Parar e pensar sobre o nonsense
O júri chegou a um veredicto unânime, anuncia o juiz aos presentes. O réu é condenado à morte, pela prática de homicídio (vários, na verdade).
O agora condenado, que ouviu tudo de pé, curva-se em sinal de respeitoso agradecimento. O policial dele se aproxima, solta a algema que o prendia pelos pulsos e o cumprimenta. Mais um policial o cumprimenta. O mesmo faz o sujeito de beca, oferecendo-lhe um cigarro, aceso pelo homem ao lado, muito cortês.
O condenado caminha para a porta de saída do tribunal, onde pessoas o abordam, pedindo autógrafo. Atendidos os pedidos, vai embora.
A cena nonsense (incoerente, surreal, sem sentido) está no filme “Fantasma da liberdade” (1974), de Luis Buñuel. O condenado é Bernand Levassen, um sujeito que, momentos antes, da janela de um prédio, havia atirado ao acaso em quem passava pela rua.
Não se trata, enfim, do goleiro do qual tanto temos falado, condenado pela morte da mãe de seu filho.
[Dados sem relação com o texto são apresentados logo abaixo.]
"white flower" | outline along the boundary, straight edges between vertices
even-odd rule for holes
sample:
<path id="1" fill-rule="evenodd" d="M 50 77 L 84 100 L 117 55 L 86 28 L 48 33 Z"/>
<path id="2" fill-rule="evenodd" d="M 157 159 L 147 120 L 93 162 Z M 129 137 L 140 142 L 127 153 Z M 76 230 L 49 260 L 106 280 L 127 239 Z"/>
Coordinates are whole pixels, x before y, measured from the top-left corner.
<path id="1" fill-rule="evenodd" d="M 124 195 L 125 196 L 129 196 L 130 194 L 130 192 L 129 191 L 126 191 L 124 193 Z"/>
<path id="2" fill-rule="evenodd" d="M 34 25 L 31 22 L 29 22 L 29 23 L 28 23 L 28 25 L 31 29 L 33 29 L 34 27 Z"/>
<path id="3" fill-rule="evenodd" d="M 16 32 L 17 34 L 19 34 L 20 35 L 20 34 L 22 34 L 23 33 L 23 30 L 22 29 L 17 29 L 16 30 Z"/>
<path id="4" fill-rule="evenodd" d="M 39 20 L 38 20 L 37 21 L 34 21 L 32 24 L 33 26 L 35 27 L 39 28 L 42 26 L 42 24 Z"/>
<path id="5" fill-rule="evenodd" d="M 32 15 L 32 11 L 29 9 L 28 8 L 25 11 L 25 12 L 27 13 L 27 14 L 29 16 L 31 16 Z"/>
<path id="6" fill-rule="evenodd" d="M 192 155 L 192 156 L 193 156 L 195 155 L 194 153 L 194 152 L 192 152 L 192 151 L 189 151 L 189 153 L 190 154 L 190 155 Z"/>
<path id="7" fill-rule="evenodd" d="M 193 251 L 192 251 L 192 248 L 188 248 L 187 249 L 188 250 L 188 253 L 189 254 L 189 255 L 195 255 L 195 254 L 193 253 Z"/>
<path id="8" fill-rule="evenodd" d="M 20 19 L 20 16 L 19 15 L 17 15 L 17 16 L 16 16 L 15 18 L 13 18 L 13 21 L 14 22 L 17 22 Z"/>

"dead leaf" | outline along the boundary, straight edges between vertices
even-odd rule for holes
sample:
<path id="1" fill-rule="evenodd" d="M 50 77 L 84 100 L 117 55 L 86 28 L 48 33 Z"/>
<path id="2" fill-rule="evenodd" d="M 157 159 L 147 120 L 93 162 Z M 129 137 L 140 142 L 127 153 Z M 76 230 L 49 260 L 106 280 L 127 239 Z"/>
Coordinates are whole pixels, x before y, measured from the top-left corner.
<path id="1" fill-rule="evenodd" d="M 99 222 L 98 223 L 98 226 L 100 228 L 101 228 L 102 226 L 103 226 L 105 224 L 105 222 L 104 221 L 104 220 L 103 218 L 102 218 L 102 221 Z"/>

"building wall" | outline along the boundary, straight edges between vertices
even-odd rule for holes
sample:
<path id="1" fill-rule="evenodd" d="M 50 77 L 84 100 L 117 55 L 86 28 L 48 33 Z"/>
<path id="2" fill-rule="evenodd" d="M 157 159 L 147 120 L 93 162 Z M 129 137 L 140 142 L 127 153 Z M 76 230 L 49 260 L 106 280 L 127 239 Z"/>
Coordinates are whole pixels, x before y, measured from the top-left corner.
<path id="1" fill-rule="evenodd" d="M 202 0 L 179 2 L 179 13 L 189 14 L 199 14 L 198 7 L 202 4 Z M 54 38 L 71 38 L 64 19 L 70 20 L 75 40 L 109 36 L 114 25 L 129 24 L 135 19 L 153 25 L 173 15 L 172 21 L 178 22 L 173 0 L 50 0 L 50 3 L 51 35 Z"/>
Mas há semelhanças entre as duas situações: tietagem, autógrafos e fotos com o condenado por homicídio.
Para muita gente, o nosso “filme” de Buñuel não é nada absurdo. Faz sentido. Para mim, não, não faz sentido tirar “selfie” com o cara. Vejo como um completo nonsense, o que segue, o que precede e o que circunda o caso.
É um nonsense o fato de o goleiro ficar preso seis anos, sem condenação em definitivo (o recurso ainda não foi julgado), como também é o fato de cerca de 40% dos presos, no Brasil, estarem na mesma situação: encarcerados sem condenação definitiva.
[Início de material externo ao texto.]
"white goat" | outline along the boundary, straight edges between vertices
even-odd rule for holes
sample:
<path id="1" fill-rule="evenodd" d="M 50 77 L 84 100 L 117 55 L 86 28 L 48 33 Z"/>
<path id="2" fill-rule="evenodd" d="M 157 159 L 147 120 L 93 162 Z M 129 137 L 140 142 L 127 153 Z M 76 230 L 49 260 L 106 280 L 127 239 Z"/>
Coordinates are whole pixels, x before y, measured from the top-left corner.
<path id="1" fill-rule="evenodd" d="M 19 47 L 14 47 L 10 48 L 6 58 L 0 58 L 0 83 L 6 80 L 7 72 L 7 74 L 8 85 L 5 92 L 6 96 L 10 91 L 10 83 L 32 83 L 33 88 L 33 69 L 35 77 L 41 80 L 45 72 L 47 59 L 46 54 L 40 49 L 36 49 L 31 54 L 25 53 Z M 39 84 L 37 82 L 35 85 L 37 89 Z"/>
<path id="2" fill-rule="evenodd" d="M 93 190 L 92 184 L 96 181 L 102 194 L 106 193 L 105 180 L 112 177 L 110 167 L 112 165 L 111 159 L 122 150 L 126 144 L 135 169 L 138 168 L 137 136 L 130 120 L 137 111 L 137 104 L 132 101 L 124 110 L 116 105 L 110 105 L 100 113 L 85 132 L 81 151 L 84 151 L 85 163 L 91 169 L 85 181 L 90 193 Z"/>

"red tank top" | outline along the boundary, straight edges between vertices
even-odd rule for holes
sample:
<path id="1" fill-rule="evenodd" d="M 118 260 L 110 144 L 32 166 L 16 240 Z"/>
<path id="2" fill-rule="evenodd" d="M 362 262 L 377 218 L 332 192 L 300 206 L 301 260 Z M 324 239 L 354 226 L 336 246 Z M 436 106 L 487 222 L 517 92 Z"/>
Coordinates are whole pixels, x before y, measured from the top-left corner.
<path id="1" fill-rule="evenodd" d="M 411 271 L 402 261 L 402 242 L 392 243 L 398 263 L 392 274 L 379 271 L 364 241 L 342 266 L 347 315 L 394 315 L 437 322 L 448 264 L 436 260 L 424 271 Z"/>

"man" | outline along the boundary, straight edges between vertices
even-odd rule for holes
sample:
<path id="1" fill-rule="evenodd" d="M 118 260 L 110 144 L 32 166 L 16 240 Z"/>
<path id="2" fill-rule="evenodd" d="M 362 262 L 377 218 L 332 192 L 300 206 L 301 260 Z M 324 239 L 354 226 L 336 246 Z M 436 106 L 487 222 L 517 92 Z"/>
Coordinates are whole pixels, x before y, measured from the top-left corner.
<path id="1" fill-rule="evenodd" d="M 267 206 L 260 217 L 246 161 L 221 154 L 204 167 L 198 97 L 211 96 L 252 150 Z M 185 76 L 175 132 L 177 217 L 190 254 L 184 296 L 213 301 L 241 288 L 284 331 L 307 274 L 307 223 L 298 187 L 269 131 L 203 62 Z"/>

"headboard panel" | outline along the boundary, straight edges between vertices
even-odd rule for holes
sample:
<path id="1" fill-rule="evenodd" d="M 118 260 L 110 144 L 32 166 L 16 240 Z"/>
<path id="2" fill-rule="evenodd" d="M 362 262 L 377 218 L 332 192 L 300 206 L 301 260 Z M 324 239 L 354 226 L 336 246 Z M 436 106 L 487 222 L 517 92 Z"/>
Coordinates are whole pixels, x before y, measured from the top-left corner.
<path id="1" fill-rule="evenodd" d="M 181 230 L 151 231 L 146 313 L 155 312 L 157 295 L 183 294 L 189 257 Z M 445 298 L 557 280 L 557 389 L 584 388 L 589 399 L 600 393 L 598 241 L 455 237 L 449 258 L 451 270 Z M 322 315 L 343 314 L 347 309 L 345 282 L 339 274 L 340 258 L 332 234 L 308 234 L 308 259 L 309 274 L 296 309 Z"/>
É um nonsense valorizar pessoas condenadas por um crime brutal e lhes pedir autógrafo na porta do Tribunal. Também o é valorizar sujeitos acusados de gravíssimos crimes de corrupção, aceitando ser por eles comandado. Também o é ligar a televisão e ver o “comentarista de política” fazer “assessoria de imprensa” (verdadeira tietagem) dessa gente que governa o país.
É um nonsense passar a mão na cabeça de criminoso, seja lá qual for o crime (homicídio, corrupção, etc.), como também o é defender seu linchamento, morte lenta e dolorosa, como têm feito críticos das “selfies” com o goleiro. Se cometeu o crime, cumpra a pena, na forma da lei e, depois tenha a oportunidade de se reinserir na sociedade: trabalhar, cuidar do filho, se divertir também, por que não?
É um nonsense achar que o direito penal vai resolver os problemas de violência, de corrupção e de misoginia no país.
A sugestão de Dewey para uma reflexão e ação inteligentes --que façam sentido, portanto-- é o velho adágio “pare e pense". Mas ele não tem sido muito adotado.
Não dá tempo de parar. E tem muita informação. Muita informação para pouca reflexão. E o que é pior, muita informação ruim. Conclui-se e se age, então, sem pensar. O que resta de raciocínio é pobre, sem nenhuma crítica. O raciocínio que não se percebe incoerente. Puro nonsense.